Hesiod mentions only three Cyclopes: Arges (Thunderer), Steropes (Lightner), and Brontes (Vivid). The sons of Uranus and Gaea, they are some of the earliest gods to ever spring into existence, born shortly after the Titans, and just before the Hecatoncheires – both of them their brothers.
Based on most descriptions, the divine Cyclopes were gigantic and immensely strong beings with a single eye in the middle of their foreheads. They had a knack for metalwork and handicraft and eventually ended up being the workmen of Hephaestus, whose workshop was supposed to be in the heart of the volcanic mountain Etna.
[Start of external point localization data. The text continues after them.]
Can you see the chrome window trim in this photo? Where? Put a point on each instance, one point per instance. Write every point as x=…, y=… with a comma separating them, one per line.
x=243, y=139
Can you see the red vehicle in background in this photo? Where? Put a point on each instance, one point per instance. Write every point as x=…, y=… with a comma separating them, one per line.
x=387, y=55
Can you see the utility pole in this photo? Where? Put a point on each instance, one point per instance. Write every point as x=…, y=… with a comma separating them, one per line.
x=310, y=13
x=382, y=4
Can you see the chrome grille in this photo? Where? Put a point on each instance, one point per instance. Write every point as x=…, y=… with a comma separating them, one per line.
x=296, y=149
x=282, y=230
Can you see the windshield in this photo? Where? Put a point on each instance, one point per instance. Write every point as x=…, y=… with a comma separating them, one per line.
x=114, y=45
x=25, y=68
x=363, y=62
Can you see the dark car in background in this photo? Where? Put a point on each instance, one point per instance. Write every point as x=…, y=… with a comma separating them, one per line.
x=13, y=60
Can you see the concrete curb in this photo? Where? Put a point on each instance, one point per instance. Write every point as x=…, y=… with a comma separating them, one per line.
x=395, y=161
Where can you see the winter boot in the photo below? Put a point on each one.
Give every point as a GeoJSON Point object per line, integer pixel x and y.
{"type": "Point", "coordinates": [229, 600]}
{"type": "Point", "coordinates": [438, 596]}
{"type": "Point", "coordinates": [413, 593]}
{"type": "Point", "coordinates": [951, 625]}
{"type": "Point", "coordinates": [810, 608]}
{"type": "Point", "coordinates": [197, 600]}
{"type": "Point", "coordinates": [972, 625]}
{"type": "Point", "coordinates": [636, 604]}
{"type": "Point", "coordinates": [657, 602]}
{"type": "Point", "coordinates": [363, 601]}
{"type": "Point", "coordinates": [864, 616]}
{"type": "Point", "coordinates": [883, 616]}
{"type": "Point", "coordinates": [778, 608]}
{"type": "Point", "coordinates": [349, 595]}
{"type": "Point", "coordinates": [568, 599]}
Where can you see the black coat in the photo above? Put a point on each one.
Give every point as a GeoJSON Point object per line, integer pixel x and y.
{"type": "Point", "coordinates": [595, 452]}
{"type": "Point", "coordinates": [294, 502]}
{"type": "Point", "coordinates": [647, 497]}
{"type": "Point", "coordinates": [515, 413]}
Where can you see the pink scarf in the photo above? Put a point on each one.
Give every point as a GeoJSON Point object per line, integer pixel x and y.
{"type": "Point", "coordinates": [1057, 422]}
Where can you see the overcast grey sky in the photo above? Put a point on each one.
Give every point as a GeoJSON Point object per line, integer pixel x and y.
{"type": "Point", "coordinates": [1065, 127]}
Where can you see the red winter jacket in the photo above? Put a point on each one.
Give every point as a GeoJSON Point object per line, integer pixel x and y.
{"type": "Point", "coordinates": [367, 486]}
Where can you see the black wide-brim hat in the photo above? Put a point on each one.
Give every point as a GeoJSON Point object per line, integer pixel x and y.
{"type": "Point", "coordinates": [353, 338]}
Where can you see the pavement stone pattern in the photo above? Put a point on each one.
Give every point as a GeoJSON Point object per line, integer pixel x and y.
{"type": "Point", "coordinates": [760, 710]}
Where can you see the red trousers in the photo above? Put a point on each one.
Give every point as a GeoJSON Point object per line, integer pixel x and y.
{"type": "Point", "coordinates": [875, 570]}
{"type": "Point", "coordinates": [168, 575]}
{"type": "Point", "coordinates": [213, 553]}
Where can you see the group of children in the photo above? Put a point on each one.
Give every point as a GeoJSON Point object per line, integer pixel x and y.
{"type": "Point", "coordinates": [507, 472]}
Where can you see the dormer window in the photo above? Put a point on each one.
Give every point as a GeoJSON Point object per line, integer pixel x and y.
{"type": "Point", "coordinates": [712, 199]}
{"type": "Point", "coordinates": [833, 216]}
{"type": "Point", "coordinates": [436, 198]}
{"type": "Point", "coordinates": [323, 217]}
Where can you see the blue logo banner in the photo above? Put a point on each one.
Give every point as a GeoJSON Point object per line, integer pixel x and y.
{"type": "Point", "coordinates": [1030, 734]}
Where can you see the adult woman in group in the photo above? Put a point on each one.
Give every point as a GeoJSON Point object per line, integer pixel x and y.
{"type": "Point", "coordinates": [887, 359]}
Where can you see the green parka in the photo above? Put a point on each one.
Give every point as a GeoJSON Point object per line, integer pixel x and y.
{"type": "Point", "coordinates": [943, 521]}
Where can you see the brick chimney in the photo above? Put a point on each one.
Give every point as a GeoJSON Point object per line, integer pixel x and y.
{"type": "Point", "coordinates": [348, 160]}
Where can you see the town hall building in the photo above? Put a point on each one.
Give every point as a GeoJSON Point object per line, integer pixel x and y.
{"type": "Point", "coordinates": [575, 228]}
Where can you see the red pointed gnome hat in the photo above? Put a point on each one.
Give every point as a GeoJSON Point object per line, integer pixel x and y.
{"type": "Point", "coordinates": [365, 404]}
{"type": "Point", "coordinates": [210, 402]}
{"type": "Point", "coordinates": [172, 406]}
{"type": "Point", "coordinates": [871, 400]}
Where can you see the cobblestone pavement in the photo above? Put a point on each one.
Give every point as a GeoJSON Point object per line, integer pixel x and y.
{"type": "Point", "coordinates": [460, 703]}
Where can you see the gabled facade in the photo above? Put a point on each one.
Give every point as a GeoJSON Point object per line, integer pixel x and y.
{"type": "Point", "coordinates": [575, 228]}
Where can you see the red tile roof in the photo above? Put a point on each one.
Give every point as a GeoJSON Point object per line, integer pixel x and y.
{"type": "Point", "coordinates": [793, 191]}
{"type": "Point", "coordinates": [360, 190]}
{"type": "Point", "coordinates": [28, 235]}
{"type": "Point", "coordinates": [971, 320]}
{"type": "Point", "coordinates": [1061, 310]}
Incited by his mother Gaea, the youngest of the Titans, Cronus, castrated and overthrew his father Uranus, establishing himself as the supreme ruler of all gods. Fearing the might of his brothers, he imprisoned both the Cyclopes and the Hecatoncheires in Tartarus, setting the dragoness Campe to guard them for all eternity. Terrified of his children as well, Cronus tried devouring each of them as soon as they were born.
In time, however, the Cyclopes and the Hecatoncheires were released from Tartarus by the only one of Cronus’ children not to be eaten by him at birth: Zeus. Zeus did this at the advice of Gaea, who had informed him that he wouldn’t be able to depose Cronus without their help. True to Gaea’s words, the Cyclopes played a crucial part during the Titanomachy.
Upon landing on the island of the Cyclopes, Odysseus and his sailors found themselves entrapped in the cave of Polyphemus. The Cyclops ate six of Odysseus’ men, and Odysseus had no option but to devise a quick escape plan. So, one night, he intoxicated Polyphemus and pierced his eye with a wooden stake; the next morning, he told his men to hide under the bellies of Polyphemus’ sheep, and thus he managed to smuggle them out of the cave. It was because of this act that Poseidon, Polyphemus’ father, held a decade-long grudge against Odysseus, keeping him away from Ithaca and his beloved wife, Penelope.